Wine is placed on the table. The fussy proprietor from last time is anxious to please us.
“Se soir nous avons un menu prix fixe pour vous, s’il vous plais. Bon appetit.”
“What he say?” Billy whispers to me.
“Just relax. They are doing a special dinner for everyone.”
“I want to order a steak,” he whines.
I pour him wine.
“Stop guzzling your beer. Enjoy being a celebrity. It’s a feast for a king, or for a Queen.”
Freddie enjoys the déjà vu, remembering how he first reacted to fame.
I stand and sing Bowie’s fame song to the house.
‘Fame fame fame fame fame
Fame fame fame
What’s your name?
What’s your name?
What’s your name?…’
Songwriters: John Lennon / David Bowie / Carlos Alomar
Fame lyrics © Chrysalis Music Ltd., Tintoretto Music, Jones Music America, Unitunes Music, EMI Affiliated Catalog Inc., Lenono Music, Chrysalis Music Ltd
I receive polite applause. I hear someone ask, ‘Is that Freddie Mercury.’
Still working on my own fame.
The meal is incroyable. The Knobs remain oblivious, but nothing is left on their plates. The proprietor takes lots of photos – more self-promotion than memories.
We step outside where the crowd has grown considerably. Freddie hushes the masses.
“Thanks for showing up for us. It’s been a tough time lately with the rest of the band back home in London. I’m here because Montreux is my true home. “
He receives polite applause, muted Swiss enthusiasm about themselves.
“I know you wonder how we can play without instruments. But you will be surprised. Get up her Laz and Mike.”
That’s a twist. I hope Mike’s dread disguise works. We join Freddie on the step. The Knobs fill in behind us.

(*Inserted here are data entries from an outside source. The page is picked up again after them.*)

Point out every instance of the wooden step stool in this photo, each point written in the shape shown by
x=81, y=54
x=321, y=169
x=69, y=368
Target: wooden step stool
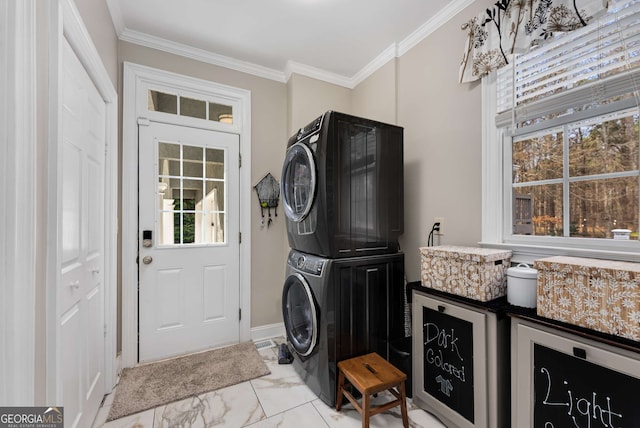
x=371, y=374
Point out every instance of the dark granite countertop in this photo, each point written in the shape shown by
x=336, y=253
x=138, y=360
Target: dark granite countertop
x=501, y=307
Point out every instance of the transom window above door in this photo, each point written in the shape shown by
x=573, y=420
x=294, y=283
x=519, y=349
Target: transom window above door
x=189, y=106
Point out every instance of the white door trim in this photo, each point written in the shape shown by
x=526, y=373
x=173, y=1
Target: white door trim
x=65, y=22
x=18, y=229
x=136, y=79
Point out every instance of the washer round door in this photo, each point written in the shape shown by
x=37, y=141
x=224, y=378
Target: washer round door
x=298, y=182
x=300, y=315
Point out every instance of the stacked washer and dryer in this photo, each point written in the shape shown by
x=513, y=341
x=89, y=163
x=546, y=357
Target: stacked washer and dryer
x=343, y=296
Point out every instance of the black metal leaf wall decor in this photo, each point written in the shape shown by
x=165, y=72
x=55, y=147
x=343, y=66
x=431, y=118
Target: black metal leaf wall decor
x=268, y=190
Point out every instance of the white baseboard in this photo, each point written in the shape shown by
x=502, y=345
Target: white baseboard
x=267, y=331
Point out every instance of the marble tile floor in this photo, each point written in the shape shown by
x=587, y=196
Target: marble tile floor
x=280, y=399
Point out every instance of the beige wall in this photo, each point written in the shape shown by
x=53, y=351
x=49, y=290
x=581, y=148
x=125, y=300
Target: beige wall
x=376, y=97
x=309, y=98
x=442, y=122
x=268, y=126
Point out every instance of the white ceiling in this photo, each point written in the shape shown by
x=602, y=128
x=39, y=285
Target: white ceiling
x=338, y=38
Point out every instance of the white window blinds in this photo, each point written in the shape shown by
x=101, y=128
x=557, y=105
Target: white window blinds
x=584, y=73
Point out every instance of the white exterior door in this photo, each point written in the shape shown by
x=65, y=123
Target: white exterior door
x=188, y=264
x=81, y=291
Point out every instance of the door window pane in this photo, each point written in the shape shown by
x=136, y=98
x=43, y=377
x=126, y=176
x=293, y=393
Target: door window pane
x=192, y=162
x=191, y=207
x=215, y=164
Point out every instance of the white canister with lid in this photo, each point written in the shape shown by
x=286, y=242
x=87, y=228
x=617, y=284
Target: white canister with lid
x=522, y=285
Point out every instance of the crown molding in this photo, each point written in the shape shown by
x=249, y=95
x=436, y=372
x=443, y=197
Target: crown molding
x=385, y=56
x=317, y=73
x=393, y=51
x=201, y=55
x=116, y=16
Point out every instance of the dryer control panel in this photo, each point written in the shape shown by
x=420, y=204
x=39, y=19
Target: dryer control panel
x=306, y=263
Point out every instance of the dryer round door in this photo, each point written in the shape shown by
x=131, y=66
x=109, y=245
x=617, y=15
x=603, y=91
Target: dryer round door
x=298, y=182
x=300, y=315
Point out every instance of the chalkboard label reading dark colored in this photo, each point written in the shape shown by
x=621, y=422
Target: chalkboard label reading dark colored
x=448, y=361
x=573, y=392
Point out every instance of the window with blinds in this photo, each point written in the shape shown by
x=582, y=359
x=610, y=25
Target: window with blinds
x=571, y=108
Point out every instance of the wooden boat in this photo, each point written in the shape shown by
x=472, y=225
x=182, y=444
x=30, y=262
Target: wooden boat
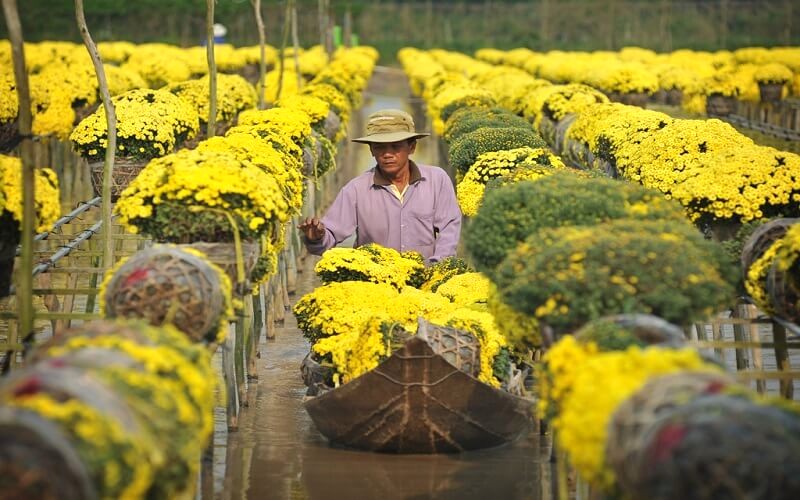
x=417, y=402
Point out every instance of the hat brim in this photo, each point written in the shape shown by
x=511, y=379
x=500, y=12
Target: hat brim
x=390, y=137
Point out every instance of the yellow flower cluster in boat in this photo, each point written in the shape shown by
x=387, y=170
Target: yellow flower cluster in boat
x=367, y=263
x=48, y=203
x=150, y=124
x=598, y=383
x=285, y=168
x=121, y=462
x=466, y=289
x=195, y=182
x=782, y=256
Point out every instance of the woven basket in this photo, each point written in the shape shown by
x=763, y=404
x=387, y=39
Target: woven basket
x=719, y=105
x=630, y=98
x=770, y=92
x=167, y=285
x=38, y=461
x=460, y=348
x=125, y=170
x=9, y=136
x=223, y=254
x=720, y=446
x=634, y=416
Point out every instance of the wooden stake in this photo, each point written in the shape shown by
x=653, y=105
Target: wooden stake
x=262, y=64
x=212, y=71
x=24, y=122
x=111, y=126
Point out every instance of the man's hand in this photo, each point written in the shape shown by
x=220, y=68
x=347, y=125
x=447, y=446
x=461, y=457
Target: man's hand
x=312, y=228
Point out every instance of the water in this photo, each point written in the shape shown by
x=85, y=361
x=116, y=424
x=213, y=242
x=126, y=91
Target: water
x=278, y=453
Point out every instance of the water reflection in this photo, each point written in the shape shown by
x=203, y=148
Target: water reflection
x=278, y=453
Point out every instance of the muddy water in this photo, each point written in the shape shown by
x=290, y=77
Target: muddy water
x=278, y=453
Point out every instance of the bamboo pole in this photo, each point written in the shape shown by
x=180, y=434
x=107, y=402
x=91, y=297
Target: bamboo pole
x=212, y=71
x=284, y=39
x=111, y=126
x=262, y=64
x=296, y=45
x=25, y=123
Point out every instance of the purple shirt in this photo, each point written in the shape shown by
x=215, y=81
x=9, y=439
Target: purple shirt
x=428, y=220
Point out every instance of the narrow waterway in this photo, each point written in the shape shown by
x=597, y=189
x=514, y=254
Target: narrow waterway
x=278, y=453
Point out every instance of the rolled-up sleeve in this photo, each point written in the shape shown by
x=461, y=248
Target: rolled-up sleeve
x=447, y=220
x=340, y=221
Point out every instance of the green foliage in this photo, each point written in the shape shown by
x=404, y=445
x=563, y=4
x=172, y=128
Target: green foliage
x=512, y=213
x=568, y=276
x=173, y=222
x=609, y=336
x=467, y=120
x=440, y=272
x=420, y=275
x=466, y=149
x=501, y=365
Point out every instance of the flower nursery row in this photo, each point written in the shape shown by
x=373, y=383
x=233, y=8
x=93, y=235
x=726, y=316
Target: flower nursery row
x=606, y=274
x=683, y=77
x=716, y=173
x=63, y=84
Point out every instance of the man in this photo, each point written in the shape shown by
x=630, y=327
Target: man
x=397, y=203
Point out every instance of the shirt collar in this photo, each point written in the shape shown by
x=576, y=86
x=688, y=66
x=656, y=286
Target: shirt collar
x=378, y=179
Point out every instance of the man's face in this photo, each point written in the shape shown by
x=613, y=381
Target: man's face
x=392, y=157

“Well, we may not be the real Queen, but we have a new song to play for the first time in public. Laz will start off with the mouth beats and Mike will back me up on vocals. This is a song for the traitors who abandoned me, ‘Another One Bites the Dust.’
Instead of pacing back and forth as usual in the stadium shows, Freddie has his arms around the two of us while the Knobs sing as loudly as possible with no mic or speakers.
The crowd presses forward. Some are shocked by the disco beat. The mostly young girls instantly start dancing and moving to the beat. We repeat the song three times without stopping.
Finally ending, we all sing ‘Champions’ to the thrill of the true Queen purists. We are a hit.
The Rolls rolls up and we all make an exit.
Freddie stands on the running board and announces, “Be sure to come to our next pop-up on Friday night in front of Taboo. And tell your friends.”
He bounces into the car door as we slowly exit through the crowd. Freddie grabs Mike and me and hugs us without letting go. He is a sweaty mess after one song. I kiss him on the cheek, like a good slave. Mike is shocked again.
It is still early when we get back to the Lake House. The Knobs and Freddie reconvene on the patio by the pool. Mike and I hang around until he falls asleep on my shoulder. The coke is about to come out. Time for youngsters to go to bed. Sound check is at 10. I hope there will be croissants for breakfast.